Vipera altaica, the Altai viper, is a hybridized species of viper, a mix between Vipera berus and Vipera renardi. It has been sighted very few times and only on the borders between Russia, Mongolia and Kazakhstan, all near or on the Altai Mountains. Sighted Altai vipers have been small or medium sized. Its name is derived from the mountain range it has been found in.

== Description ==
Altai vipers have been sighted as rather small or medium sized. They have a medium number of crown scales, along with many circumocular scales, with their preocular scales in contact with their nasal scales. They also have 18 supralabial scales, 9 on each side, and 20 sublabials, ten on each side. They are missing a nasal slit.

A special characteristic of the V. altaica species is that they have the highest number of ventral scales within the genus Vipera. It also has colouring typical of mountain species while usually being in the lowlands, as well as having unique sexual dimorphism, with dark sutures on male's labial scales and varying loreal scale numbers between males and females.

The body is covered in 21 rows of dorsal scales, and a high number of ventral scales.

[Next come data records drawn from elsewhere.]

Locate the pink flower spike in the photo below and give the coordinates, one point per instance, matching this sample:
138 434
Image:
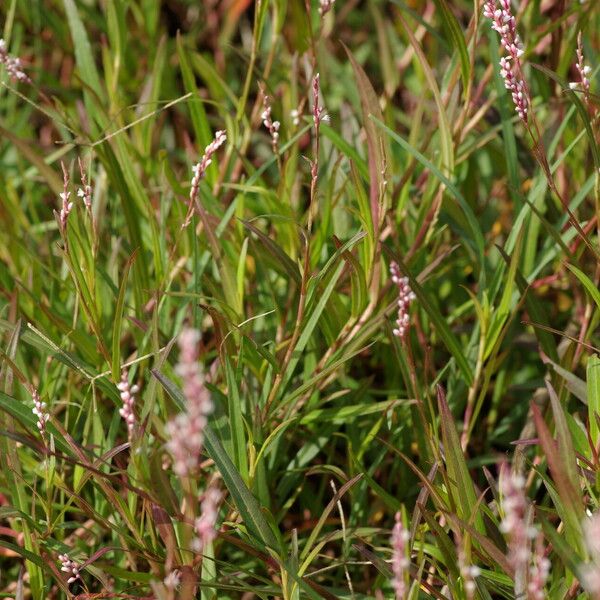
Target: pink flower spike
205 524
272 126
70 567
186 431
199 171
325 6
504 23
39 410
319 114
13 64
127 393
405 297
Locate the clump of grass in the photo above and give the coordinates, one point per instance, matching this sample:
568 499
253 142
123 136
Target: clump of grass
313 357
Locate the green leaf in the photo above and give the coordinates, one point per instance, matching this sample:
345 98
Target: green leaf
593 397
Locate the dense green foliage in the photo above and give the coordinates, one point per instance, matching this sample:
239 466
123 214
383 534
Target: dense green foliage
325 423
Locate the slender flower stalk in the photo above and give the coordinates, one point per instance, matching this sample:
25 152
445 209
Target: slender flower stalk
85 191
319 113
319 116
199 171
584 72
400 561
128 397
590 572
66 205
39 410
504 23
325 6
272 126
538 572
172 580
70 567
186 430
515 525
13 64
405 298
204 525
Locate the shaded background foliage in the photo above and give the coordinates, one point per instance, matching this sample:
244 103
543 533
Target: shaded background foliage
136 90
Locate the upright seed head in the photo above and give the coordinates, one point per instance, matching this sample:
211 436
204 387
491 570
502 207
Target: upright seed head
85 191
319 113
39 410
199 170
400 561
70 567
127 393
515 524
66 204
13 64
538 572
405 297
204 526
272 126
504 23
325 6
186 430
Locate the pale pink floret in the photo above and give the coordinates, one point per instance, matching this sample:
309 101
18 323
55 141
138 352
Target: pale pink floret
538 572
503 22
172 580
70 567
400 561
127 393
199 171
186 430
325 6
39 410
272 126
515 525
405 297
204 526
85 192
319 113
583 70
13 64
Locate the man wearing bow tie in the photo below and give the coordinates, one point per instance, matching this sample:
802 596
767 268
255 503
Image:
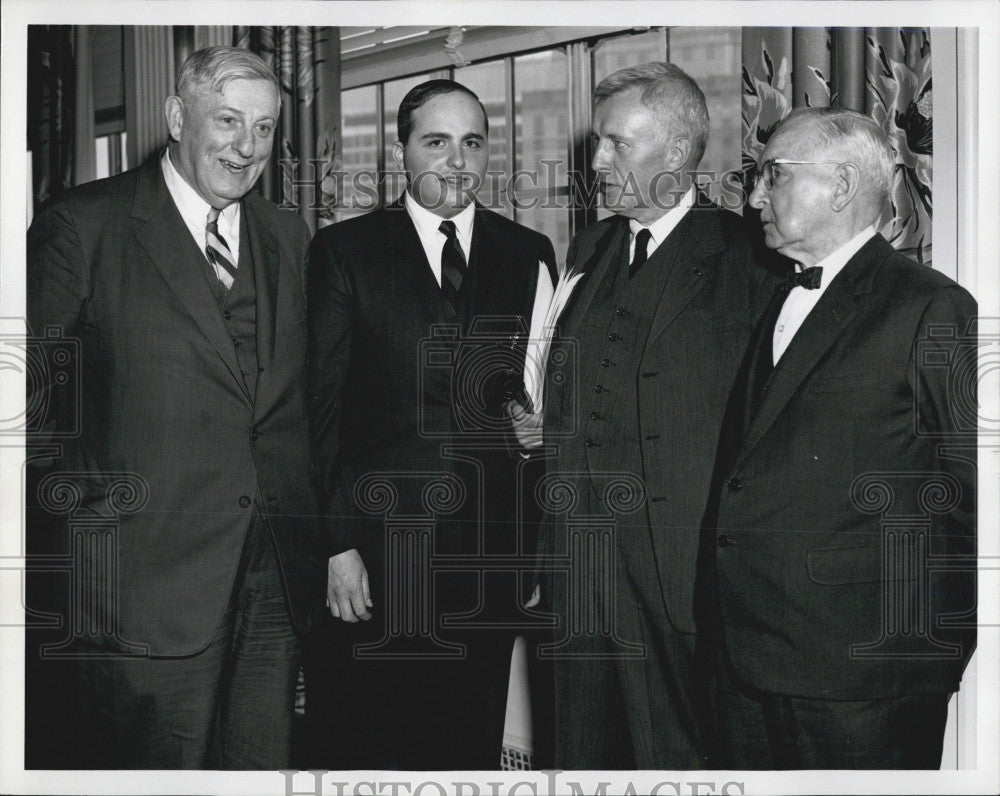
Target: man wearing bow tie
417 317
843 508
185 291
660 318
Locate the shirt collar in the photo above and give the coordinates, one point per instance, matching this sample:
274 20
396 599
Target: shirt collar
834 262
427 223
665 224
194 209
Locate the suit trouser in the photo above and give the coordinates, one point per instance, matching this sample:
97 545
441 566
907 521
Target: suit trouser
756 730
229 706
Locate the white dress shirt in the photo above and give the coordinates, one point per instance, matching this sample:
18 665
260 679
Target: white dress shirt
801 301
662 227
194 209
432 239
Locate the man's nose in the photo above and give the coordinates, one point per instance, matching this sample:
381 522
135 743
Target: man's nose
758 196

The colouring of V. altaica is a uniquely non-bilineate ground color with a white belly and small lateral blotches and spots. The Altai Viper patten is a dark brown dorsal zigzag band.

== Distribution ==
Vipera altaica has been sighted officially four times. Once in Sagsai, Mongolia. Once in the Tarbagatay River valley, East Kazakhstan. Once in Ulaganskiy rayon, Russia. Once in Ongudayskiy rayon, Russia. Officially, it is local to the 218–327 m elevation of the mountain ranges.

== Reproduction ==
The Altai viper reproduces sexually, with ovoviviparous birth.